Quick. Which do you use for calculating a Lead plaintiffs’ losses, FIFO or LIFO? Don’t know? Well, the City of Philadelphia Board of Pensions & Retirement no doubt does now, because they have just won the Lead Plaintiff position in the Dana Corp securities class action, and LIFO helped them do it.
You see, Judge James G. Carr (N.D. Ohio), who appointed the City as lead, reasoned that "with respect to any pre-existing shares, defendant's misconduct did not influence the purchases which were based on accurate information. Thus, those shares fall outside the purpose and plain language of the statute." "Further, losses with respect to pre-existing shares stem not from defendant's misconduct, but from the failure of defendant's business. If a firm overstates its earnings, artificially propping up its share price, and then corrects the problem causing that share price to fall, the drop in value itself is not a product of the overstatement - only the timing of the drop in value is. Put simply, the value of those pre-existing shares would have fallen even if the firm did not misstate its earnings - the drop in value would just have occurred sooner."
So, "to determine which party has the largest financial interest for the purposes of appointing a lead plaintiff, this court endorses the use of LIFO over FIFO. Consequently, the City of Philadelphia has the largest financial interest and is the presumptive lead plaintiff."
If you want more on this LIFO thing (like who wouldn't, right?), you can hop over to this Nugget article from last July.
You can read Johnson v.
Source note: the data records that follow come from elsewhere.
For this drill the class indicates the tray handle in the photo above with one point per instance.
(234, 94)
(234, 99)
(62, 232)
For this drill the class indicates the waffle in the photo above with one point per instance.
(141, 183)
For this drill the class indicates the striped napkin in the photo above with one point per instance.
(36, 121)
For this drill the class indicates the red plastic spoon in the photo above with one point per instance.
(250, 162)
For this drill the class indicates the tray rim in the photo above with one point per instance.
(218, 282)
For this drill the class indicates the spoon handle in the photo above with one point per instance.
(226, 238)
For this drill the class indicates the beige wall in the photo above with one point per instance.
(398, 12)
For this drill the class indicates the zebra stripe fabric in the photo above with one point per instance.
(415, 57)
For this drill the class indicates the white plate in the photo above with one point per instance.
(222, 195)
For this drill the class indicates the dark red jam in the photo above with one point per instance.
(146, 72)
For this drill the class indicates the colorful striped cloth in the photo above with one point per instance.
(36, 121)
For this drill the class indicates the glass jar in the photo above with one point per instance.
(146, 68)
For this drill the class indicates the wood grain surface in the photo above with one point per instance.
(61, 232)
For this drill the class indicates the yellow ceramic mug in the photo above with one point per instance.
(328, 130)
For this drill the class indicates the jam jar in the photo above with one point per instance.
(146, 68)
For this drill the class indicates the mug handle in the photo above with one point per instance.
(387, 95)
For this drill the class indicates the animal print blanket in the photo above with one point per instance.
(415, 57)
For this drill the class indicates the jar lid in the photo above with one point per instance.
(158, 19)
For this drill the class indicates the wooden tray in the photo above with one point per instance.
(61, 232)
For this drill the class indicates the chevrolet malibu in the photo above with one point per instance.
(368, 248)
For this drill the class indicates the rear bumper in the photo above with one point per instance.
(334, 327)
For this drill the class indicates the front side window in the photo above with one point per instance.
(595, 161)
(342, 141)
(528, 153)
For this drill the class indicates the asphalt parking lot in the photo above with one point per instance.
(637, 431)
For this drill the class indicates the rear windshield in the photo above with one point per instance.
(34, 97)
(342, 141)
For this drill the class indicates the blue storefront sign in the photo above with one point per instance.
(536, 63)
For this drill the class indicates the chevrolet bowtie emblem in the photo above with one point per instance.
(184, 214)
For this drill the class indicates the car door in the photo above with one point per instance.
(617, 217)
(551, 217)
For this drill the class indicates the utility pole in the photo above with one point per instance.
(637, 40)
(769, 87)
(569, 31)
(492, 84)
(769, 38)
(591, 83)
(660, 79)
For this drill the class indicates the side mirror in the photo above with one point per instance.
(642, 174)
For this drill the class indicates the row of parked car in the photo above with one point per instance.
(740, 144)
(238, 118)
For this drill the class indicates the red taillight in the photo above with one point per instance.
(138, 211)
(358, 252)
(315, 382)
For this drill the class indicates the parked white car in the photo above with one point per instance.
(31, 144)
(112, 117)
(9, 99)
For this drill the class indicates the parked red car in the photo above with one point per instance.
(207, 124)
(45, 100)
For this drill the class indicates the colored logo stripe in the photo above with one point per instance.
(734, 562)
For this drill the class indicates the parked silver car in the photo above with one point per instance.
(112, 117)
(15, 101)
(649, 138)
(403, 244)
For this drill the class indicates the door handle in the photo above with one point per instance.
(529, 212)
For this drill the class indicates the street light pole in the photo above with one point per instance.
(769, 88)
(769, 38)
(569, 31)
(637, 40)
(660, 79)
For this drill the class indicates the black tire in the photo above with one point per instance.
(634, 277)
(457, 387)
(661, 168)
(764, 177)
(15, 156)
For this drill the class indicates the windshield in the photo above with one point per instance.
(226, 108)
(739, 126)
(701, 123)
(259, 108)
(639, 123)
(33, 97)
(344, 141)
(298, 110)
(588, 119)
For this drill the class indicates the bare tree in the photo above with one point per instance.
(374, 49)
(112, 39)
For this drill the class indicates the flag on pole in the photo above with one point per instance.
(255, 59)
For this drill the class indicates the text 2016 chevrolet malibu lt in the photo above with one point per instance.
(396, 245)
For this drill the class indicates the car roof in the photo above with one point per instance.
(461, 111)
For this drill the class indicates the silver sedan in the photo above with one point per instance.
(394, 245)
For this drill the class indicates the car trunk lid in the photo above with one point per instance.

Dana Corp, issued March 27, 2006, at 2006 U.S. Dist. LEXIS 17018.
Nugget: "The IRS, [on the other hand], adopts FIFO not because it is necessarily more accurate than LIFO, but because it forces taxpayers to recognize gains they would prefer - for tax purposes - to ignore. In this context, however, FIFO has the opposite effect - allowing plaintiffs to cordon off their profits from the defendant's misconduct."